[Editor’s Note: Welcome to the next title in the HogPro Book Club: C. S. Lewis’s The Voyage of the Dawn Treader. To get things started, Professor Pazdziora offers some reflections on literary and spiritual themes in the book. So, grab your copy and your reading memories, and get ready for a great series of challenging discussions on The Voyage of the Dawn Treader.]
There Be Dragons
A Reader Remembers
The Voyage of the
Dawn Treader
I know nothing about cartography. So maybe that’s why it’s always seemed to me like a strange and mystical science. There’s poetry in maps. I stare at those squiggled lines and neat text—geological tortures reduced to splotches of ink—the Sahara to Yellow 5 and the Nile to Blue 47—and wonder: have the mapmakers really been there? Did they sketch this from memory? From travellers’ tales?
From dreams?
It’s no surprise, really, that maps are central to modern fantasy literature. Tolkien began it, of course, perhaps following the example of Rider Haggard and the researches of (ahem) Allan Quartermain, or the legendary map that sent Squire Trelawney and the good doctor on their ill-fated adventure.
Any edition of The Lord of the Rings is incomplete without a large foldout of Christopher Tolkien’s painstaking and perfect maps of the Shire, Middle-Earth, and Mordor. Bilbo Baggins began his adventure with a map, of course. A map that showed where the treasure was hidden, a map with a secret door. And on the edge of the map—at the end of the journey—was the dragon.
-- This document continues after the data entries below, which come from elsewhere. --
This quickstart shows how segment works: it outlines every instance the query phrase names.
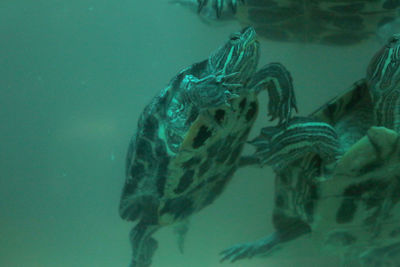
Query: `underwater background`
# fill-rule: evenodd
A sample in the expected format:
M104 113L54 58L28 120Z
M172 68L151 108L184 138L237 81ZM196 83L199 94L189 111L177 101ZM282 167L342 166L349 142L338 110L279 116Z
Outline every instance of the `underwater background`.
M0 1L0 266L127 266L132 223L120 219L118 204L140 112L240 28L206 25L166 0ZM261 40L260 65L289 69L306 115L364 77L380 46ZM260 103L252 136L268 123L266 93ZM224 248L272 232L273 179L268 167L238 170L192 217L184 254L173 227L154 235L152 266L338 266L307 242L219 263Z

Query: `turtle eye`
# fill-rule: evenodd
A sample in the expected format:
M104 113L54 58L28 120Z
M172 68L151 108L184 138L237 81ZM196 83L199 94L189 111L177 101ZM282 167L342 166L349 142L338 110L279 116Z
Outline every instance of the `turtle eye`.
M231 41L237 41L237 40L240 39L240 36L237 35L237 34L232 34L231 37L230 37L230 39L231 39Z

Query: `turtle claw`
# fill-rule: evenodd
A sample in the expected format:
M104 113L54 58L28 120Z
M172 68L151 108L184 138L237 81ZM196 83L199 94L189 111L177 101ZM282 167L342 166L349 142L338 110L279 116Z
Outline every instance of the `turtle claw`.
M244 0L212 0L212 10L215 11L216 19L220 19L224 12L224 4L227 3L232 14L236 14L238 2L244 4ZM197 13L201 13L208 5L208 0L197 0Z
M233 263L244 258L252 258L254 250L250 244L238 244L222 251L220 254L222 255L220 262L229 261Z
M224 0L214 0L213 7L215 8L217 19L219 19L224 10Z
M203 8L208 4L208 0L197 0L197 13L201 13Z
M280 239L275 233L273 233L256 242L234 245L220 253L220 262L235 262L246 258L251 259L255 256L265 255L271 252L272 249L276 248L276 245L279 244L279 242Z

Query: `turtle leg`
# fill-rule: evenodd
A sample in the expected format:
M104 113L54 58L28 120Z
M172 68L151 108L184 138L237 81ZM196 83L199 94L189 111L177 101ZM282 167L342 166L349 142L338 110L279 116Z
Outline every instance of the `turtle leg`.
M274 214L274 233L255 242L237 244L221 252L221 262L235 262L254 256L266 256L279 249L280 245L311 232L308 224L298 218L289 218L283 214Z
M317 153L326 162L333 161L340 148L332 126L305 117L295 117L287 126L265 127L250 144L256 148L253 157L258 158L261 165L271 165L275 170L310 152Z
M392 90L375 103L375 117L379 125L400 133L400 90Z
M249 87L257 93L267 90L268 115L271 120L279 118L279 123L287 122L292 109L297 112L292 76L282 64L270 63L262 67L253 76Z
M160 228L159 225L147 224L140 221L130 232L132 245L132 261L130 267L149 267L157 241L151 235Z
M179 251L183 253L186 234L189 230L189 219L184 219L174 227L174 232L178 236Z

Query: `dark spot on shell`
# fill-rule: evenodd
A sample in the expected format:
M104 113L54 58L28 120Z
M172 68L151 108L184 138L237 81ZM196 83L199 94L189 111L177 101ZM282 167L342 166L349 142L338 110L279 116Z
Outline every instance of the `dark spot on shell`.
M225 118L225 110L217 109L217 111L215 111L214 118L218 124L222 124L222 122L224 121L224 118Z
M182 168L189 169L189 168L192 168L193 166L198 165L200 162L201 162L200 157L193 157L193 158L190 158L189 160L183 162Z
M169 157L160 160L157 170L157 192L159 196L164 195L165 183L167 181L166 173L168 171Z
M193 183L194 170L187 170L179 179L178 187L175 188L176 194L183 193Z
M207 126L202 125L193 139L193 148L201 147L204 142L211 136L212 132L208 129Z
M210 158L204 161L199 167L199 172L198 172L199 177L202 177L210 169L211 165L212 165L212 160Z
M172 214L177 221L188 217L193 211L193 201L190 198L178 197L167 200L160 213L161 215L166 213Z
M158 120L154 116L148 116L143 123L143 135L150 141L154 141L158 130Z
M251 102L250 103L250 108L247 110L246 113L246 121L251 121L254 118L254 115L257 113L257 104L256 102Z
M240 112L240 114L243 113L244 108L246 107L246 103L247 103L247 98L243 98L242 101L240 101L240 103L239 103L239 112Z
M357 205L354 202L355 201L353 199L345 199L342 201L342 204L336 213L337 223L348 223L353 220L357 211Z

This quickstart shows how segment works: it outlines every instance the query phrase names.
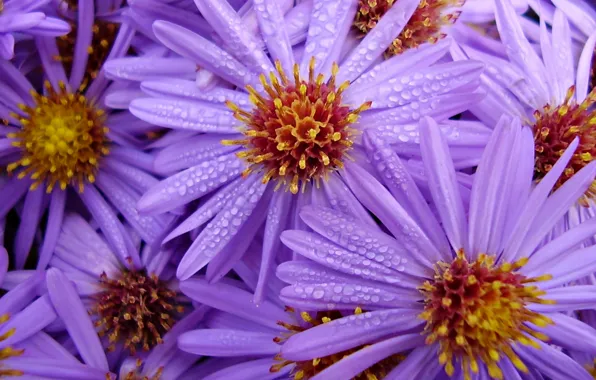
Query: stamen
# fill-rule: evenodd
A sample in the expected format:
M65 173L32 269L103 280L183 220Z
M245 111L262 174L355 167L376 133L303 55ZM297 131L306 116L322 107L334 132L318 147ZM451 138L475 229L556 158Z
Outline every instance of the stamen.
M502 379L498 363L503 354L527 371L511 345L538 346L528 335L543 341L548 337L528 323L538 327L553 323L526 307L545 301L538 298L543 291L525 285L542 278L529 279L516 272L527 262L524 258L497 267L494 256L481 254L468 262L459 251L451 264L439 263L434 279L420 287L425 306L419 317L426 321L426 343L439 344L438 360L448 375L454 373L455 361L469 380L470 371L478 373L480 360L493 379Z
M277 180L296 194L307 182L325 179L328 173L343 167L342 160L353 145L356 130L350 124L370 108L370 102L356 109L342 104L341 93L349 83L336 87L337 64L324 83L324 76L315 75L315 60L309 62L308 80L300 78L299 66L293 70L290 83L281 63L276 72L261 75L264 92L247 86L253 103L252 112L228 102L236 119L243 126L242 140L223 140L224 145L244 145L238 157L249 163L247 174L263 172L263 183Z
M565 149L579 137L579 146L571 161L555 184L561 187L575 173L592 162L596 157L596 89L593 89L582 103L574 100L575 86L567 91L565 100L557 107L549 104L534 112L534 179L540 181L552 169L563 155ZM590 187L580 204L587 206L590 199L596 197Z

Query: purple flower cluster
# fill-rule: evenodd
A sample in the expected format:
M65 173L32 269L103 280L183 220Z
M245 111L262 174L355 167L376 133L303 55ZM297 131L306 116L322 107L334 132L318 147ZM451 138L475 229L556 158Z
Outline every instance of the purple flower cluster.
M592 0L0 0L0 377L596 378Z

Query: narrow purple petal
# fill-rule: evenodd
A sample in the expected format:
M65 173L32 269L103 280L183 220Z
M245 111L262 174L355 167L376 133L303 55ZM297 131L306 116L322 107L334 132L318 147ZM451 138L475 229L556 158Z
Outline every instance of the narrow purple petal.
M253 0L253 9L259 20L259 29L273 60L279 60L286 73L294 66L292 43L278 0ZM231 46L233 49L233 46Z
M234 180L242 170L244 163L235 155L220 156L164 179L143 195L137 207L144 213L175 209Z
M387 374L385 380L417 379L424 368L432 363L438 363L437 347L437 345L430 345L414 349L403 362Z
M420 122L420 149L431 195L451 247L457 251L467 244L466 214L449 148L430 118Z
M414 332L423 321L417 310L381 310L335 319L292 335L282 346L285 359L311 360L369 344L380 338Z
M7 359L4 363L10 369L23 371L26 374L26 378L32 379L113 379L113 377L109 377L109 371L107 368L94 368L92 366L71 362L56 362L54 359L14 357Z
M205 376L203 380L274 380L283 379L293 366L286 366L278 372L271 372L269 368L275 364L273 357L247 361L241 364L224 367L224 369ZM197 377L195 377L197 378Z
M79 88L85 76L89 52L87 49L93 39L93 19L95 13L95 1L87 0L79 2L77 8L77 37L73 53L72 70L70 74L70 86L73 89Z
M275 356L280 346L272 334L242 330L199 329L178 338L181 350L205 356Z
M55 319L54 307L48 296L43 295L2 324L0 329L2 334L8 333L11 329L14 329L14 334L0 342L0 347L5 348L26 340L43 330Z
M62 219L64 217L64 206L66 204L66 192L55 190L50 198L50 207L48 211L48 223L43 237L43 244L39 253L37 269L45 269L52 258L52 253L56 248Z
M156 21L153 32L168 48L240 88L259 83L256 75L236 58L188 29L167 21Z
M537 342L540 349L518 345L513 347L528 367L534 367L552 380L593 380L592 376L575 360L550 345Z
M56 190L61 191L61 190ZM29 190L25 196L25 205L23 206L23 213L21 215L21 223L17 230L15 240L15 267L16 269L23 269L25 261L29 256L29 250L33 245L33 238L39 227L39 220L43 213L43 186L36 190Z
M424 345L424 337L420 334L408 334L387 339L344 356L340 361L311 379L351 379L391 355L406 352L422 345Z
M366 71L399 36L419 4L419 0L400 0L389 8L342 63L338 81L352 82Z
M267 326L281 329L277 321L290 322L290 315L268 300L259 305L253 303L249 292L235 286L218 282L209 284L204 279L190 279L180 283L180 290L191 299L215 309Z
M108 371L108 361L93 323L70 280L58 269L47 271L48 293L85 363Z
And so the mapmakers gave us the warning:
Here there be dragons.
That was the legend on the edges of maps, the signifier that admitted fear of the unknown. The ancient cartographers drew dragons around the boundaries of the world. The quarters inaccessible to human voyagers were realms of deathly peril. Sea Serpents. Giant Squid. Sirens. Kraken. And dragons.